What's the bottom line? How to compare models

Testing the
assumptions of linear regression

Additional notes on regression analysis

Spreadsheet with
regression formulas

Stepwise and all-possible-regressions

RegressIt: free Excel add-in for
linear regression and multivariate data analysis

Four assumptions of
regression

Testing for linear and
additivity of predictive relationships

Testing for
independence (lack of correlation) of errors

Testing for
homoscedasticity (constant variance) of errors

Testing for normality
of the error distribution

There
are **four principal assumptions** which
justify the use of linear regression models for purposes of inference or
prediction:

**(i)
linearity**** and additivity** of the
relationship between dependent and independent variables:

(a) The expected value of dependent variable is a straight-line function of
each independent variable, holding the others fixed.

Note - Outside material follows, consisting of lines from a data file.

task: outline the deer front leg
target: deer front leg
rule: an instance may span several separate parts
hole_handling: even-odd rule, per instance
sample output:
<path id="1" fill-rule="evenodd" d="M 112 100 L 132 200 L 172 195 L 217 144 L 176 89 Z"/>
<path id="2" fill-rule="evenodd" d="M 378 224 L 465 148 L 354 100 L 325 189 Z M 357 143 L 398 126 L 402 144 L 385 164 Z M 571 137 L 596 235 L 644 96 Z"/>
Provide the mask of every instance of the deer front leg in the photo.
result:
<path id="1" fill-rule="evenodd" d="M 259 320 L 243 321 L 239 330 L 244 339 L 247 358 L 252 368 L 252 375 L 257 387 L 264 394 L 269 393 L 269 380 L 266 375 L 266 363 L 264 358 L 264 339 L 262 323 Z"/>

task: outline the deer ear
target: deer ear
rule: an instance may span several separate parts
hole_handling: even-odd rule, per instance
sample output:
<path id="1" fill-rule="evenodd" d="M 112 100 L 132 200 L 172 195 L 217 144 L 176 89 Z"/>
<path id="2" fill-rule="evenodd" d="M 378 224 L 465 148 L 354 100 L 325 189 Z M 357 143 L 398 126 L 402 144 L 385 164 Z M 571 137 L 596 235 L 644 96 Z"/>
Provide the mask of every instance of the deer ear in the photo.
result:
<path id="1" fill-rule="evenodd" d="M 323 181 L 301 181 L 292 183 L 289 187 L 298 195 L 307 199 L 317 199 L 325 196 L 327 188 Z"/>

(b) The slope of that line does not depend on the values of the other
variables.

(c) The effects of different
independent variables on the expected value of the dependent variable are
additive.

**(ii)
statistical independence** of the errors (in particular, no correlation between
consecutive errors in the case of time series data)

**(iii)
homoscedasticity**
(constant variance) of the errors

(a) versus time (in the case of time series data)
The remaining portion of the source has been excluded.